にゃんこ亭に来る猫たちの間には、序列があった。

ナンバーワンはクロミちゃんである。

舞台(物置)上では、『センター』をつとめる。

センターは、クロミちゃんだけが占めているから、

他の猫は、クロミちゃんが居ない時でさえ、そこを避ける。

ちまたで大人気の、少女たちの集団のように、

猫の世界でも、センターは重要なものらしい。

 

さて、このクロミちゃん。

頭のきれる猫である。万事においてそつがない。

センターをとる才能は、もともとあるのだが、

なにしろ、強すぎるコンプレックスを持っていて、

なかなか、自信が追いつかない。

【①「かわいい大作戦」 参照】

 

クロミちゃんの根強いコンプレックスとは?

それは、ただひとつ、黒と茶の入り混じった毛色。

よく、べっ甲猫と称される模様である。

美しい姉妹猫のミケちゃんがいるために、

そのコンプレックスに拍車がかかっているのだ。

 

[コンプレックス]と[美意識]は、実は表裏一体である。

コンプレックスが強く、美意識も高いから、

黒っぽい背景のなかでは、写真さえも嫌がる。

写真そのものが嫌なのかと思っていたが、さにあらず。

光沢のあるピンクサテンのクッションの前とか、

黄緑色の柿の葉陰とか、そんなポジションでなら、OK!

自分をきれいに見せる、色や場所を熟知している証拠である。

 

美意識がどんどん高くなるにつれて、

いつのまにか、ミケちゃんを嫌いだした。

きれいな猫ね、といわれるミケちゃんが、

目ざわりになってしまったのだった。

 

ある日のこと。

物置の上に、姉妹が並んでいた。

仲良く、というわけでもないらしい。

ミケちゃんの表情には、どこか緊張感が漂っている。

クロミちゃんは後ろ姿なので分からないが、

ミケちゃんを端のほうに、ジリジリと追い詰めているようだ。

気のせいだろうか・・?

と、思う間もなく、ミケちゃんは落ちた。

外の側溝に、である。

 

広い場所であれば、体を回転させて着地できるが、

垣根とフェンスの間にある側溝は狭い。

回転することは、たぶん無理だろう・・。

 

ガシャ、ザザザ、ジャジャ、ザリ、ガシャ、ジャ・・・。

フェンスにすがり、垣根にすがったような音が聞こえた。

 

「クロミちゃん!!!」わたしに叫ばれて、

一瞬ぎくり!としたようだが、すぐに開き直った。

そ知らぬふりをして、『ぷん』と顔をそむけた。

 

駆け寄って、側溝をのぞくと、

ミケちゃんがわたしを見上げていた。

「だいじょうぶ?ミケちゃん」

くちパカで、『にゃ』とこたえた。

なんとか怪我はなさそうだ。

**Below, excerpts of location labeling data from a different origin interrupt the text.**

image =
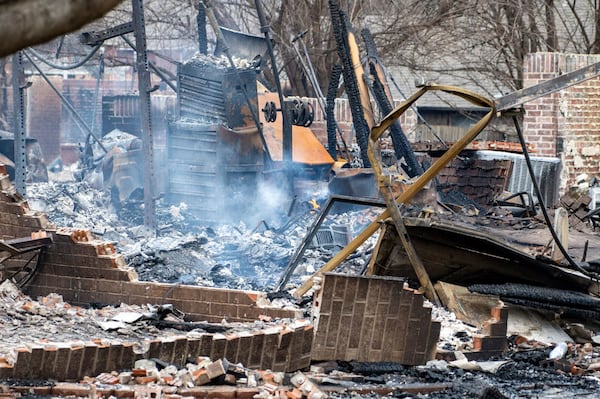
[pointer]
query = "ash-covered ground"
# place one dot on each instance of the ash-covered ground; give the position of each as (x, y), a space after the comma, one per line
(186, 251)
(254, 257)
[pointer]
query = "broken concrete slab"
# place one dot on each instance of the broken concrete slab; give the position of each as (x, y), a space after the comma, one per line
(468, 307)
(372, 319)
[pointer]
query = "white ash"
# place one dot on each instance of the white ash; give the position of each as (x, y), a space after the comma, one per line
(186, 251)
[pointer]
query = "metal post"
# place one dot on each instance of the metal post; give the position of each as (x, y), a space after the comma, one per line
(76, 117)
(144, 86)
(20, 157)
(286, 142)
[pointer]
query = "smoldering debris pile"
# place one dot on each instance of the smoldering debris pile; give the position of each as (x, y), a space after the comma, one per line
(188, 252)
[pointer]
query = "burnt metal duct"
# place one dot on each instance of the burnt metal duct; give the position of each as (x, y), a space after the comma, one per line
(243, 45)
(336, 72)
(566, 302)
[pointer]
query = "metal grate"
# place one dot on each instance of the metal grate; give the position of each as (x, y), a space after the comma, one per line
(329, 237)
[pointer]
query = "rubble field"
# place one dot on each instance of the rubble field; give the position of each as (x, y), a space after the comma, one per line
(253, 258)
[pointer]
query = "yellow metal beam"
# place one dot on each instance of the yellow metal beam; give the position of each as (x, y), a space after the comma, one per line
(414, 188)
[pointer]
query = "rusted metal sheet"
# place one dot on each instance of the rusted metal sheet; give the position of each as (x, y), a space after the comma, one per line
(460, 254)
(306, 147)
(207, 163)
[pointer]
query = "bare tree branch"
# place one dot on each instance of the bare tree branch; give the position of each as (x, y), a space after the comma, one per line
(24, 23)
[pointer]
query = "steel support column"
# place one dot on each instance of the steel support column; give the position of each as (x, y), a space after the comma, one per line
(144, 86)
(20, 157)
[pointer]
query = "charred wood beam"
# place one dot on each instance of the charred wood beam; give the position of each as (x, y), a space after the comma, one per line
(31, 22)
(336, 72)
(380, 90)
(341, 35)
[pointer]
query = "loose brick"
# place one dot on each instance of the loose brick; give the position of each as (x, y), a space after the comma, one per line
(88, 363)
(180, 351)
(22, 363)
(74, 366)
(50, 355)
(219, 342)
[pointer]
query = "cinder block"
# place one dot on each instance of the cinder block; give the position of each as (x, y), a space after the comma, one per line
(500, 313)
(243, 353)
(271, 338)
(217, 350)
(180, 351)
(215, 369)
(205, 345)
(231, 346)
(494, 328)
(256, 350)
(37, 361)
(50, 356)
(6, 370)
(154, 349)
(114, 357)
(496, 344)
(193, 348)
(74, 366)
(88, 362)
(62, 363)
(167, 350)
(22, 363)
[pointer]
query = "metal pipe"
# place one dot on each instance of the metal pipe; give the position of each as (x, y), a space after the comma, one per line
(20, 156)
(144, 85)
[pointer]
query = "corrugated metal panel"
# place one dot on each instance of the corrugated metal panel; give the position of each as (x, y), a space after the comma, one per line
(546, 172)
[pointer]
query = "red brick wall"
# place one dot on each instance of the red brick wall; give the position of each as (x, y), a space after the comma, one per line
(283, 347)
(565, 124)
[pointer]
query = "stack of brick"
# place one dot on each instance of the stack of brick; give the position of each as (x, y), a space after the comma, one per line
(492, 342)
(285, 347)
(372, 319)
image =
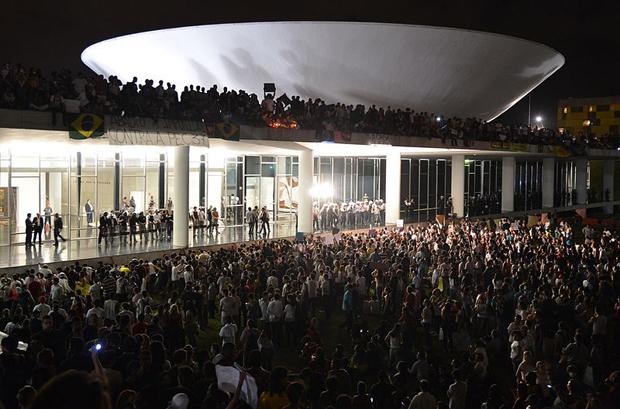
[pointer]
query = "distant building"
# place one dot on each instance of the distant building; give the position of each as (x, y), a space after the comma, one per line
(594, 116)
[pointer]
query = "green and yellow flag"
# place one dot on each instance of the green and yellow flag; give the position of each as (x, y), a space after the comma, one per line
(227, 130)
(85, 126)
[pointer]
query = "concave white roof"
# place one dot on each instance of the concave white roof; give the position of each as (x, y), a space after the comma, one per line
(441, 70)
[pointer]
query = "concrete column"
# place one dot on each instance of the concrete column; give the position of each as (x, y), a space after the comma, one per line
(508, 184)
(609, 169)
(457, 189)
(581, 181)
(304, 209)
(180, 201)
(548, 182)
(392, 187)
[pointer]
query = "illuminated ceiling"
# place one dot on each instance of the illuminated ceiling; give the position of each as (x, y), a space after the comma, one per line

安心はしたものの・・。

 

クロミちゃんのコンプレックスは、

「かわいい大作戦」だけではダメらしい。

頭が良いだけに、単純にはいかないようだ。

 

クマくんが死んで以来、М氏宅の猫たちの関係性が変わった。

均衡が崩れた、という感じがしきりにする。

それまでは、クマくんが調整役になっていたのかもしれない。

紳士だったからね、クマくんは。

クマくん亡きあとは、人が気を配らなければ・・。

これは、ミケちゃんのためでもある。